In Pridgen, the plaintiff’s husband had died and she had roughly $2.5 million to watch over between insurance proceeds and a retirement plan. She retained defendants Roy Carlson and Carlson Financial Services to manage her investment portfolio, relying on what she alleged were a series of in-person representations regarding their status as her fiduciaries and their affiliation with defendant Repple & Company, a federally and state registered investment advisor. Plaintiff also alleged the Carlson defendants had cast their investment philosophy as “Christ-centered” and “faith-based,” which were of particular importance to her. Id. ¶¶ 10-13.
Pridgen alleged that her relationship with Carlson did not proceed on nearly so lofty a set of principles.
Her complaint alleged that Carlson invested her money in a series of private investments described to her as “fixed income corporate bonds” as well as “church bonds” and commercial real estate projects. But most of their financial statements were not audited for GAAP compliance. She alleged that Carlson did not track the accurate value of her “investments,” instead reporting artificial or inflated rates. Some of Pridgen’s investments were reported to her with “unavailable” values, which Carlson allegedly told her merely indicated they were difficult to value. Carlson allegedly told her “[t]hat does not mean they are without value[,] it means that the value cannot be calculated now[.]” Id. ¶¶ 18, 21.

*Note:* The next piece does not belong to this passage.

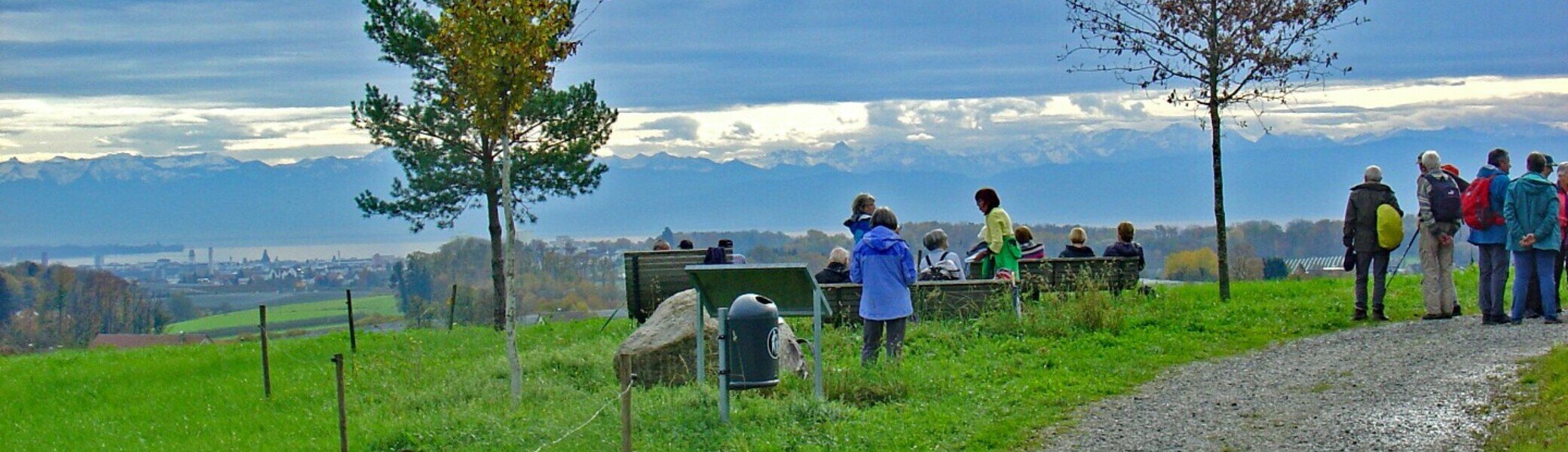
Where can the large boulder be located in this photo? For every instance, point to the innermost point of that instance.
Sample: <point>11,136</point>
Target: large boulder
<point>663,349</point>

Pridgen asserted that upon inquiry, Carlson ensured her that all was well. Indeed, “[w]hen some of the companies Mr. Carlson invested [her] funds in when into bankruptcy, Mr. Carlson represented that these events made her investments more valuable because the underlying real estate would be repurposed.” Id. ¶ 22. Pridgen’s investment in DBSI, she alleged, was an unhappy exemplar of defendants’ investment strategy. DBSI allegedly followed few corporate formalities, produced no audited financial statements, and was bankrupt by the close of 2008, with a bankruptcy investigator finding it never “had any reasonable likelihood of generating income sufficient to ever repay” its obligations. Id. ¶¶ 25-29. Yet, Carlson told her the bankruptcy increased her investment value because it “removed DBSI’s management fees” and increased its income. Four years later, Carlson told her that one of her DBSI investments maintained a full value of $600,000. Id. ¶¶ 31, 33.
Defendants argued for dismissal of a trio of fraud claims as time-barred: fraud and fraudulent concealment (3 years) and constructive fraud (10 years). Examining the “discovery rule” landscape of allegations, the Court held Pridgen had pled enough for the motion to dismiss phase that under the circumstances a reasonably prudent person would not have uncovered the alleged misdeeds as early as the Carlson Defendants contended they should have. The Court did not isolate its holding to the facts pled about Pridgen’s status as an inexperienced investor facing atypical claims about the standing of unaudited and bankrupt companies, but did observe that “the failure of the defrauded person to use diligence in discovering the fraud may be excused where there exists a relation of trust and confidence between the parties.” Id. ¶ 100 (quoting Vail v. Vail, 233 N.C. 109, 116 (1951)).
Worth Noting
- Carlson received a cease and desist letter from State securities regulators, cited in the Complaint, that provided a glimpse into the alleged profitability of his activities. That notice stated that he had “unlawfully generated” more than $450,000 in management fees as an unregistered investment adviser in just a bit more than two years. Id. ¶¶ 62-63.